L’importance économique de leur territoire de vie : Les membres de la communauté présents lors de l’atelier ont souligné l’importance cruciale de leur territoire de vie pour le maintien d’une économie locale saine, basée en grande partie sur les médecines traditionnelles, la pêche et le pâturage du bétail.

Un aperçu de l’atelier.

Solidarité et fierté communautaire : Enfin, les représentants communautaires ont souligné que la réussite de la gestion de leur APAC était une source de fierté pour la communauté. Par exemple, le fait de disposer de mécanismes efficaces de résolution des conflits sur l’utilisation des ressources a renforcé le sentiment de cohésion et de solidarité dans la communauté.

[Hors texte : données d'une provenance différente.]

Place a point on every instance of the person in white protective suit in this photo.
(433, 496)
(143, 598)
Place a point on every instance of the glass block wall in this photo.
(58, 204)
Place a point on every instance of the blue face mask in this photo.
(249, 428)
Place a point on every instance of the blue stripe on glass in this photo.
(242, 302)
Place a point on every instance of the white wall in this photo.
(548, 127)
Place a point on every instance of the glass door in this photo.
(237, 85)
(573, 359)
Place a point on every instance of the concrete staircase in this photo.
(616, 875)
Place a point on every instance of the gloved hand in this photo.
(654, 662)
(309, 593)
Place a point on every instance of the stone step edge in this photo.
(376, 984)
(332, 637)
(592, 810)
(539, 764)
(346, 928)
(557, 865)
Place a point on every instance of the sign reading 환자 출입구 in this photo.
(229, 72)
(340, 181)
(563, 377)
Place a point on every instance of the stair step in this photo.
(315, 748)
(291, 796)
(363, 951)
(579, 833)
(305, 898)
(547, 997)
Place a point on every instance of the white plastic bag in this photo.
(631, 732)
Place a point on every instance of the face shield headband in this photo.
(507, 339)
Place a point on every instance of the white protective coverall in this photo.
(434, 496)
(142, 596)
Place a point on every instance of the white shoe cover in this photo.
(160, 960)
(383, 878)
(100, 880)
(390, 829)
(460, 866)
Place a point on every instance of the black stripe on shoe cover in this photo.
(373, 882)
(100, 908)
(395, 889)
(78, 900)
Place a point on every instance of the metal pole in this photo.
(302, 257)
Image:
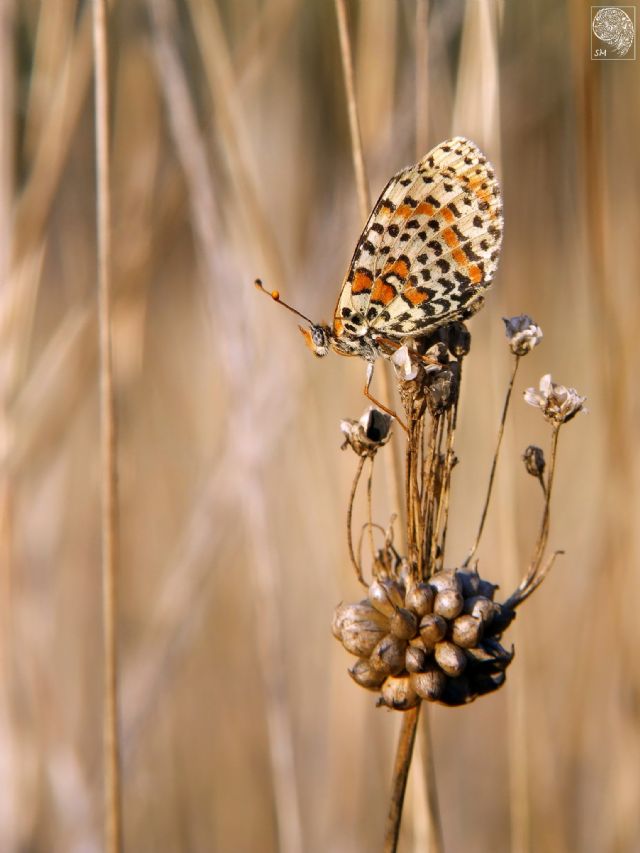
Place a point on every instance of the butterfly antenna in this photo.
(275, 295)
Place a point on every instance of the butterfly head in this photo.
(317, 338)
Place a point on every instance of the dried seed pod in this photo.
(445, 579)
(361, 638)
(389, 655)
(450, 658)
(433, 628)
(473, 585)
(448, 603)
(502, 618)
(429, 685)
(385, 596)
(404, 624)
(415, 659)
(350, 614)
(480, 607)
(419, 599)
(398, 693)
(366, 676)
(533, 458)
(466, 631)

Les objectifs de renforcement de Bétynti

Malgré les diverses menaces qui pèsent sur leur territoire de vie, principalement l’insécurité sociale et économique due à la mondialisation, la communauté a identifié une série d’objectifs et de besoins clés pour assurer le renforcement de son APAC au cours des prochaines années. Voici quelques exemples mentionnés :

  • Délimiter clairement leur territoire de vie ;
  • Obtenir du matériel pour la surveillance effective de leur territoire de vie ;
  • Avoir un bureau pour effectuer les travaux administratifs ;
  • Obtenir la reconnaissance légale de leur APAC ;
  • Organiser une Assemblée Générale inaugurale ;
  • Communiquer et échanger avec d’autres APAC dans la région et dans tout le Sénégal.

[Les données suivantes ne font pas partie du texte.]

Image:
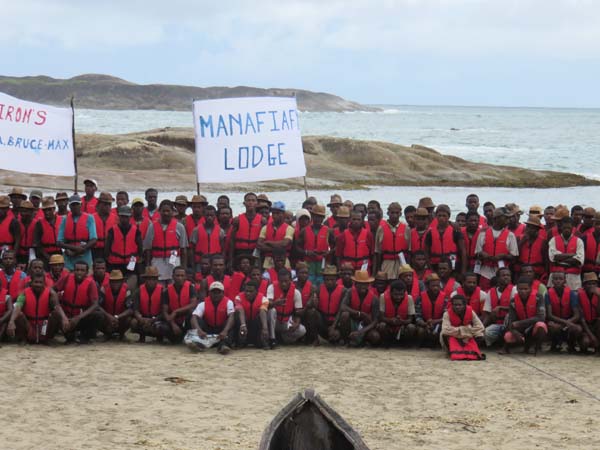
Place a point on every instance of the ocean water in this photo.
(537, 138)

Le PRA : vers une conservation par et pour la communauté

Ce travail de soutien et de renforcement des territoires de vie au niveau local constitue la base pour le développement d’un réseau d’APAC fort et puissant, à la fois au Sénégal et dans le monde entier, et prépare ainsi le terrain pour envisager une nouvelle conceptualisation de la conservation et du « développement durable ».

Les poissons sèchent au soleil du soir.

La conservation dans les APACs est véritablement dirigée depuis la base vers le sommet, en fonction des besoins des communautés locales et des Peuples Autochtones et selon leurs propres histoires et cultures. Il s’agit d’une conservation par la communauté et pour la communauté. En observant ce travail en direct, à Moundé puis à Bétynti, j’en ai tiré un enseignement majeur : les fondations qui sont en train d’être posées au travers de la construction locale des APAC sont celles d’un changement dans la façon dont la conservation est comprise et pratiquée à grande échelle.